When Argentina native Santiago Ponzinibbio steps into the Octagon for the first time Saturday night to face New Yorker Ryan LaFlare, it won’t be just as one foreigner fighting another in Goiania, Brazil. It will be as an adopted son making his debut at home.
“I've been living here for five years,” said the La Plata native who now makes his home in Rio de Janeiro. “I suffered a little bias in the beginning because of the rivalry between Brazil and Argentina, but today I feel pretty good. I was welcomed in an incredible way, I got some fans and I am very satisfied. I am sure that on November 9th I will be fighting at home and it will be my pleasure.”
It’s been a wild ride to get to this point for “Gente Boa” (which means nice guy). A kickboxer in Argentina, Ponzinibbio was already a young man out of place, sporting wise, in a country where football (soccer) and boxing are king.
“Boxing is a very strong sport over there, but I just trained it a little,” he said through translator Michele Spinelli Davis. “Incredibly enough, I trained much more boxing over here in Brazil.”
That left Ponzinibbio on the outside looking in when the boxing boom of recent years - spearheaded by the likes of Sergio Martinez, Marcos Maidana, and Lucas Matthysse – took over the country. Ponzinibbio was about to get involved in a boom of his own, but he still takes pride in the accomplishments of the aforementioned pugilists.
“They are top boxers on the worldwide level and I am a fan of all of them,” he said. “They have the guts of the Argentines. I admire them all as sportsmen.”
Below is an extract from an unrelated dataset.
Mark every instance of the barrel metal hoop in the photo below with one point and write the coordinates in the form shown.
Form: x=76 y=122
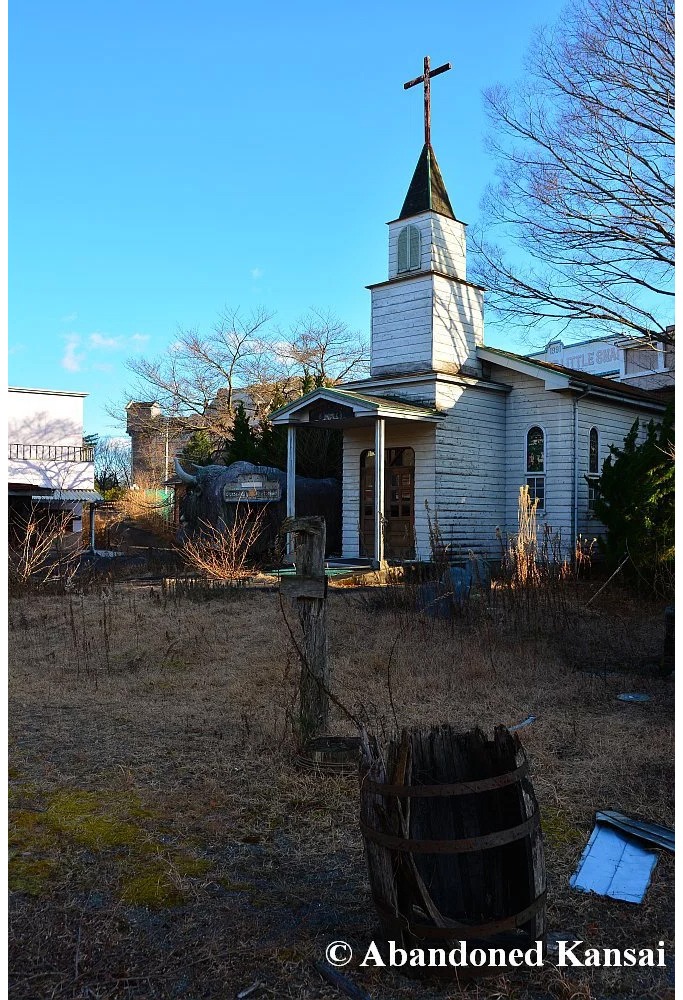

Boxing wasn’t going to be his path to prominence though, as the suggestion that he start studying jiu-jitsu led him to Brazil. There, he eventually migrated to MMA, made his debut in 2008, and 19 fights later, he was the only non-Brazilian on the cast of The Ultimate Fighter Brazil 2. But if that affected him, it didn’t show, as he defeated Thiago Silva, Marcio Santos, Cleiton Duarte, and Leonardo Santos to earn a spot in the series final.
That was the good news. The bad news was that he broke his hand in the Santos fight, an injury a lot more severe than he thought it was initially, and was unable to compete against fellow finalist William Macario in June.
“My injury was very serious, much more than I could imagine,” he said. “When I left the TUF house, I was so sure that I would be able to compete in the final TUF that five days after my surgery I was already training my legs and doing some boxing with one hand. I also continued doing the diet. I had no notion of the seriousness of my injury.”
It was so bad that he only got cleared by the commission two months ago, leaving him as a spectator as the man he beat in the semifinals, Santos, stepped in and won the TUF crown by beating Macario.
“I really wanted to be there,” he said. “I had earned that right. Unfortunately, I had to be out due to an injury, but my dream came true when I was hired by the UFC.”
Given his performance on TUF, his impressive skill set and 19-1 record, not to mention the circumstances that took him out of the TUF final, there was really no question that he was going to get a shot in the Octagon. But now the question is, will he get a shot at either the man who won the show – Santos – or the man he was supposed to fight in June – Macario? Or does he even care at this point?
“I don't think about a rematch (with Santos) because I won the fight against him,” said Ponzinibbio. “He is the one that has to think about a rematch against me. I love him, he is a friend of mine, but if they match that fight I will be ready. About Patolino, it is the same thing. I will be ready in case they match that fight officially.”
The fight that Ponzinibbio does have set in stone is Saturday’s match with LaFlare, an unbeaten prospect with one UFC win already under his belt.
“He is a wrestler, he has great physical conditioning and works very well on grappling,” he said of LaFlare. “But I did a hard camp training, and for me, he will be a guy with two arms and two legs. I will be ready for the war.”
It’s been a long time coming for Ponzinibbio, so you get the impression he’s not just talking.
“I am a very intense fighter who looks for the fight and doesn't give at anytime,” he said. “I had an amazing camp training over here at Team Nogueira and it will be a big show, I am very confident of that.”
Sounds like something the Brazilian fans can get behind.